Rémy Bahloul, installé place d'Austerlitz depuis 13 ans, se dit très touché par cet élan de solidarité : "Les habitués ne nous laissent pas tomber, ils viennent et reviennent. Quand on voit les mots gentils des clients, qui en faisant leur promenade achètent des glaces aux enfants, ça motive encore plus à venir. On sent que ça fait un bien fou aux gens de nous voir. Au-delà de la glace, on a l'impression d'apporter de la vie dans le quartier."Les habitués ne nous laissent pas tomber, ils viennent et reviennent. On a l'impression d'apporter de la vie dans le quartier
- Rémy Bahloul, artisan glacier
Un parfum de liberté
De la vie, et même un délicieux parfum de "liberté", comme une revanche sur le destin. Devant le glacier Franchi, en plein centre-ville, Nathalie se régale : "Il y a un autre marchand à l'Orangerie, mais ici, ils ont des parfums qu'ils n'ont pas là-bas, donc on est venus jusqu'ici." Un autre client admet s'être spécialement déplacé pour chercher de la glace à la vanille et au tiramisu, les parfums préférés de ses proches. "La glace, avec ce beau temps, ça donne un côté vacances, ça fait du bien", conclut une habituée.L'entreprise familiale, bien connue des Strasbourgeois depuis 1934, s'est adaptée aux exigences du travail en période de pandémie. Le magasin a rouvert dès le 15 avril, avec à l'intérieur des règles d'hygiène à respecter : distances de sécurité, masques et gants pour le personnel, entre autres. Des conditions inédites, "pour sauver ce qui peut l'être" du mois d'avril.
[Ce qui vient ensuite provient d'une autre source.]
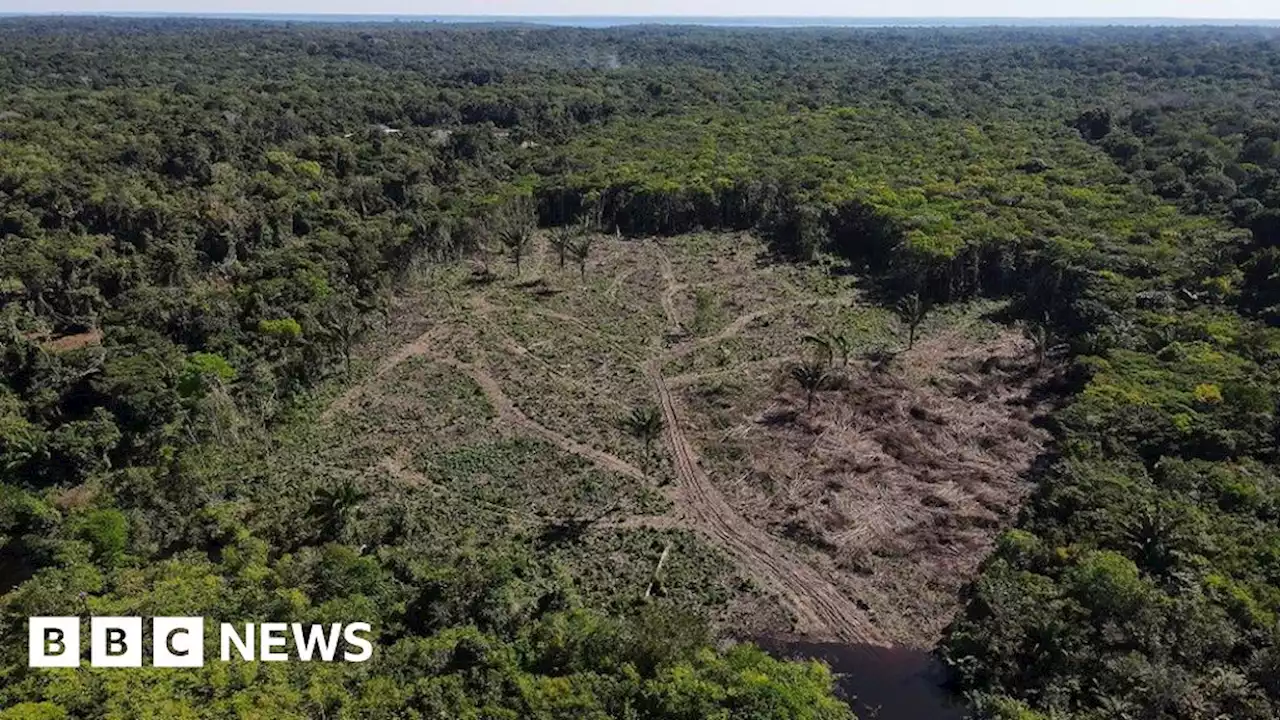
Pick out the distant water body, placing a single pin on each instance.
(618, 21)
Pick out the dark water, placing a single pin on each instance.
(880, 683)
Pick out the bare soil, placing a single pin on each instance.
(862, 516)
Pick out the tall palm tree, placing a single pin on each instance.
(645, 424)
(562, 238)
(516, 238)
(810, 376)
(912, 310)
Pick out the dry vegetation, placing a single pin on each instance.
(856, 520)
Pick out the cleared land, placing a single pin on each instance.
(854, 519)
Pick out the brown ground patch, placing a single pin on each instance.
(897, 482)
(68, 342)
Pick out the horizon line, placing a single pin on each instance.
(627, 17)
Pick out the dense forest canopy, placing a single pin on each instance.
(199, 220)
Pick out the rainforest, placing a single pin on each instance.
(645, 372)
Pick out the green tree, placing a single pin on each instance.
(812, 376)
(645, 424)
(912, 311)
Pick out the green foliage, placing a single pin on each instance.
(199, 220)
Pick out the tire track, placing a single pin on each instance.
(821, 609)
(508, 411)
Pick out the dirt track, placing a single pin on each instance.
(821, 610)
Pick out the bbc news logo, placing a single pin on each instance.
(179, 642)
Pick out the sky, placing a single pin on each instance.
(1201, 9)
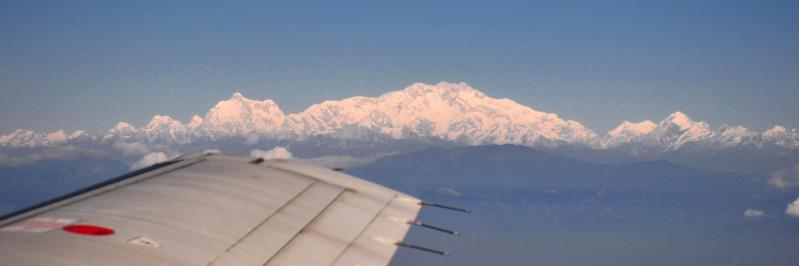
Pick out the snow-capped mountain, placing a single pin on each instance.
(452, 112)
(239, 116)
(678, 131)
(28, 138)
(455, 112)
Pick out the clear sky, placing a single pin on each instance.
(87, 65)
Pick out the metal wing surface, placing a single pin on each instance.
(214, 210)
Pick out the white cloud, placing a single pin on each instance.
(785, 178)
(56, 153)
(343, 161)
(751, 213)
(793, 208)
(448, 192)
(131, 148)
(275, 153)
(212, 151)
(149, 159)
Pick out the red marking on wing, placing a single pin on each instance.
(87, 229)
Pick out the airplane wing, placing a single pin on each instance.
(214, 210)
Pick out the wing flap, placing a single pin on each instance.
(221, 210)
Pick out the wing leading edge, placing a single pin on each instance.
(216, 210)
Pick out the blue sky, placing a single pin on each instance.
(87, 65)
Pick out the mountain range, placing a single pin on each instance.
(448, 111)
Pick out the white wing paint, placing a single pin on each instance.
(217, 210)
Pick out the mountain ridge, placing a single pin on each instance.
(453, 112)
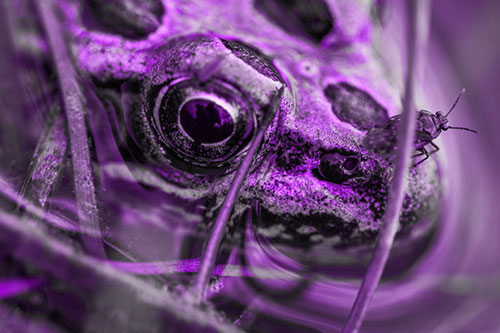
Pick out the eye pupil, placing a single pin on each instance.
(350, 164)
(205, 121)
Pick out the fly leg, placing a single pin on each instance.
(424, 151)
(436, 148)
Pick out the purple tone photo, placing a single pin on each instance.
(249, 166)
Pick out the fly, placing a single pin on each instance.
(381, 139)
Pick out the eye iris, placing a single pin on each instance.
(205, 121)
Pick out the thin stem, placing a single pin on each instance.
(390, 222)
(32, 245)
(75, 114)
(208, 259)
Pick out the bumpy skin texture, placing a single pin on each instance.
(298, 206)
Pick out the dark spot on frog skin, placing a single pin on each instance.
(355, 106)
(133, 19)
(311, 19)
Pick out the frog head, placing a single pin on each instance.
(184, 100)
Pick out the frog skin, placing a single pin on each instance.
(314, 194)
(336, 89)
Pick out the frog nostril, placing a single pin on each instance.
(338, 168)
(350, 164)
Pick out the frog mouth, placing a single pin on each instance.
(328, 245)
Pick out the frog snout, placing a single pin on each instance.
(338, 168)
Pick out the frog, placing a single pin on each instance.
(175, 92)
(312, 184)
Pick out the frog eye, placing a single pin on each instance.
(350, 164)
(204, 124)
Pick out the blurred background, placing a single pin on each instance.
(457, 287)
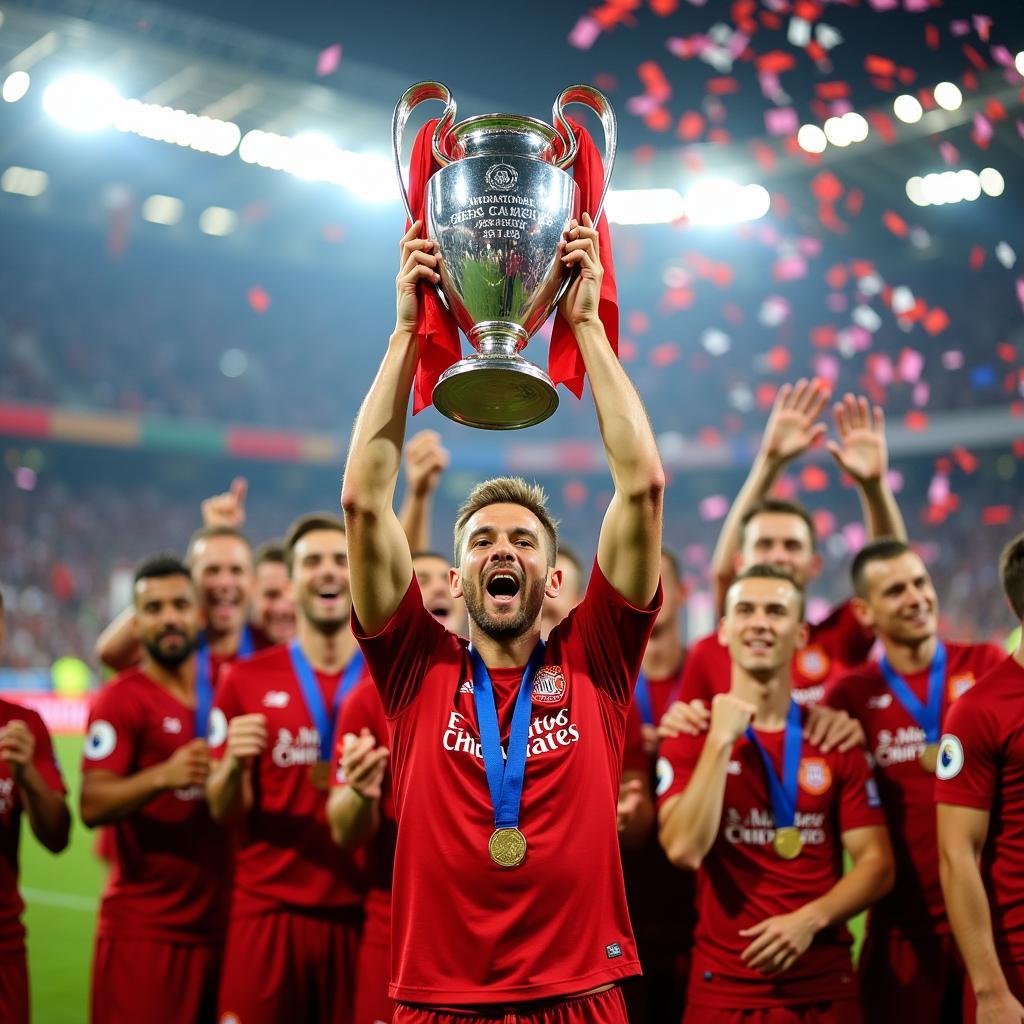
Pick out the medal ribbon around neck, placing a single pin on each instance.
(783, 792)
(505, 774)
(313, 695)
(204, 677)
(929, 716)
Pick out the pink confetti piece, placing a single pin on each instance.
(328, 60)
(585, 33)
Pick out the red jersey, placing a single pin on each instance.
(895, 742)
(170, 873)
(981, 765)
(742, 881)
(835, 645)
(11, 930)
(363, 710)
(465, 931)
(285, 855)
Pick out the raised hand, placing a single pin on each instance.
(794, 425)
(861, 450)
(418, 261)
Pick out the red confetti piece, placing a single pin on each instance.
(258, 299)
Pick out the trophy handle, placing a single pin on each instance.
(412, 98)
(599, 103)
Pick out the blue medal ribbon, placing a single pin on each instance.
(783, 791)
(313, 695)
(929, 716)
(505, 773)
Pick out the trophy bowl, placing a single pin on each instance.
(499, 208)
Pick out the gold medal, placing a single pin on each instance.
(787, 843)
(930, 758)
(507, 847)
(320, 774)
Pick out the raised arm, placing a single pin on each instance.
(793, 427)
(379, 558)
(629, 550)
(963, 832)
(863, 453)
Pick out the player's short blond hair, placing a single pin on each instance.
(507, 491)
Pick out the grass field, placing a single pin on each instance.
(61, 895)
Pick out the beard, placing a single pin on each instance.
(506, 627)
(169, 658)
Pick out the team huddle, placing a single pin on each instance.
(341, 779)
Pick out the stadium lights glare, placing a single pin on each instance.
(81, 102)
(15, 85)
(24, 181)
(217, 220)
(948, 96)
(163, 210)
(717, 201)
(953, 186)
(811, 138)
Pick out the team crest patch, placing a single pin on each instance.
(813, 664)
(549, 685)
(815, 776)
(960, 684)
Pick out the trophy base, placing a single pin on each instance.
(496, 392)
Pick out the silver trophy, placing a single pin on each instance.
(498, 208)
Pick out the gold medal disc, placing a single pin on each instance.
(507, 847)
(320, 774)
(787, 843)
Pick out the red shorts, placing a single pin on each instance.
(843, 1012)
(373, 1005)
(286, 966)
(1015, 979)
(160, 982)
(604, 1008)
(913, 980)
(13, 989)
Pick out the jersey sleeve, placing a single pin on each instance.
(402, 651)
(112, 738)
(677, 759)
(970, 756)
(610, 635)
(859, 803)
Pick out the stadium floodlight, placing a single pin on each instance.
(718, 201)
(856, 126)
(838, 132)
(643, 206)
(82, 102)
(24, 181)
(811, 138)
(15, 85)
(948, 96)
(163, 210)
(991, 181)
(908, 109)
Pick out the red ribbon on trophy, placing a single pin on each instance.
(439, 345)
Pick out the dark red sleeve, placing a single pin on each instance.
(609, 634)
(402, 651)
(859, 804)
(970, 755)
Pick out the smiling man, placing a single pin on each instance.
(508, 893)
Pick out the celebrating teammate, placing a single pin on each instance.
(507, 753)
(144, 765)
(762, 529)
(31, 784)
(980, 795)
(295, 914)
(909, 970)
(766, 816)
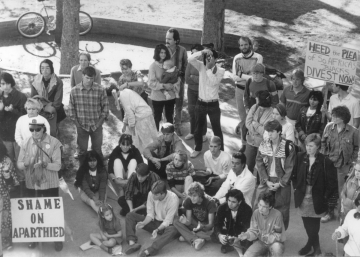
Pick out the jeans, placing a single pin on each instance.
(179, 103)
(239, 95)
(312, 228)
(192, 100)
(158, 109)
(83, 139)
(170, 233)
(258, 248)
(213, 110)
(187, 231)
(250, 153)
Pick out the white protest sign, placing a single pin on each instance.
(330, 63)
(37, 219)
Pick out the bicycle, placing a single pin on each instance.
(33, 24)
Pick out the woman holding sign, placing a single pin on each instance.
(40, 158)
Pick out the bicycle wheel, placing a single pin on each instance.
(85, 22)
(31, 24)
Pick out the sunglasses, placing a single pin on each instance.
(37, 129)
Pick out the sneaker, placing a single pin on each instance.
(198, 244)
(132, 248)
(189, 136)
(194, 154)
(204, 138)
(328, 217)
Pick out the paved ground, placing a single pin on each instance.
(83, 220)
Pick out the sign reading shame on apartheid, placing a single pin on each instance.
(37, 219)
(330, 63)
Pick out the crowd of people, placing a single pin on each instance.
(240, 200)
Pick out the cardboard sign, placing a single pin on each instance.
(38, 219)
(330, 63)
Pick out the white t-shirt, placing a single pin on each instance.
(350, 102)
(220, 165)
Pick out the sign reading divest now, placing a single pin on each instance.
(37, 219)
(331, 63)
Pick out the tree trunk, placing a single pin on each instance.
(214, 19)
(70, 36)
(59, 21)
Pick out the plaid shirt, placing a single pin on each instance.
(87, 106)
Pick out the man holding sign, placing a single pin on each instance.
(40, 158)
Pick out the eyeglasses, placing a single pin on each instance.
(37, 129)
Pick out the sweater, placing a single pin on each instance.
(134, 153)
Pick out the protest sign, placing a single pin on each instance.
(331, 63)
(37, 219)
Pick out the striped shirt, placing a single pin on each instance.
(87, 106)
(51, 147)
(294, 101)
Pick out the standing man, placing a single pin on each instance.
(192, 80)
(210, 76)
(342, 97)
(242, 65)
(179, 57)
(295, 96)
(88, 108)
(161, 207)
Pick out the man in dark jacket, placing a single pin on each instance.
(233, 218)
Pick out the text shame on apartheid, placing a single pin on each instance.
(38, 218)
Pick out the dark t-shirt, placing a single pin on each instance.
(201, 211)
(110, 229)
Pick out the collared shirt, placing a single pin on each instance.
(134, 186)
(76, 76)
(341, 147)
(242, 66)
(294, 101)
(220, 165)
(87, 106)
(350, 102)
(164, 210)
(245, 182)
(52, 148)
(17, 99)
(209, 79)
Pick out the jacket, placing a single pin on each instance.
(224, 223)
(283, 164)
(305, 127)
(54, 92)
(134, 153)
(159, 147)
(255, 121)
(325, 181)
(349, 193)
(337, 146)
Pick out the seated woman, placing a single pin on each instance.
(91, 178)
(123, 161)
(179, 174)
(310, 118)
(288, 130)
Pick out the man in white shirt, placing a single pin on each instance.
(217, 164)
(242, 64)
(161, 206)
(342, 97)
(210, 76)
(240, 178)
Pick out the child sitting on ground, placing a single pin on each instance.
(110, 231)
(170, 76)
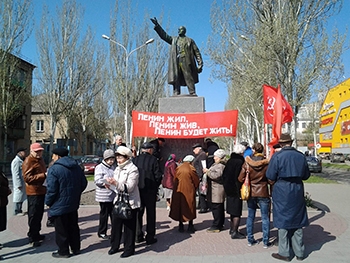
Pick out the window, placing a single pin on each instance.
(39, 126)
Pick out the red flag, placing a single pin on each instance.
(277, 119)
(270, 94)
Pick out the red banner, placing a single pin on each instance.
(181, 125)
(270, 94)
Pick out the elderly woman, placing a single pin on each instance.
(216, 192)
(126, 174)
(168, 179)
(232, 189)
(104, 196)
(183, 201)
(256, 165)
Sans les touristes, l'activité tourne au ralenti
Car si la famille Franchi est soulagée de pouvoir faire plaisir à ses clients, elle n'est pas dupe. Ce début de saison est à des années-lumières de celui réalisé l'an dernier par exemple : "Ça marche bien, étant donné la situation. Mais ça tourne encore plus bas que le ralenti, on est en marche arrière", explique Valentin Franchi. Les rentrées d'argent sont en chute libre, malgré des livraisons étendues à plusieurs kilomètres de distance.Moins de 20% du chiffre d'affaires habituel, estime pour sa part son collègue artisan Rémy Bahloul, qui lui aussi livre assez loin, à Hoerdt, à Gries, à Plobsheim, sans augmenter les prix car "c'est ça ou rien" : "On a la santé, on va se remonter les manches, non pas pour rattraper ce qu'on a perdu parce que ce n'est pas possible, mais pour continuer à travailler."
Selon lui, la situation de son entreprise est saine et il sera en mesure de faire face, mais d'autres pourraient ne pas résister. Quoi qu'il en soit, il doit revoir certaines ambitions à la baisse : en janvier, il s'était déplacé en Italie pour observer de près le décor mis en place par les glaciers du pays, il comptait s'en inspirer pour refaire son magasin. Les gros travaux prévus dans les mois à venir sont finalement repoussés de trois ans, au moins. Un moindre mal, à condition de pouvoir rouvrir complètement cet été.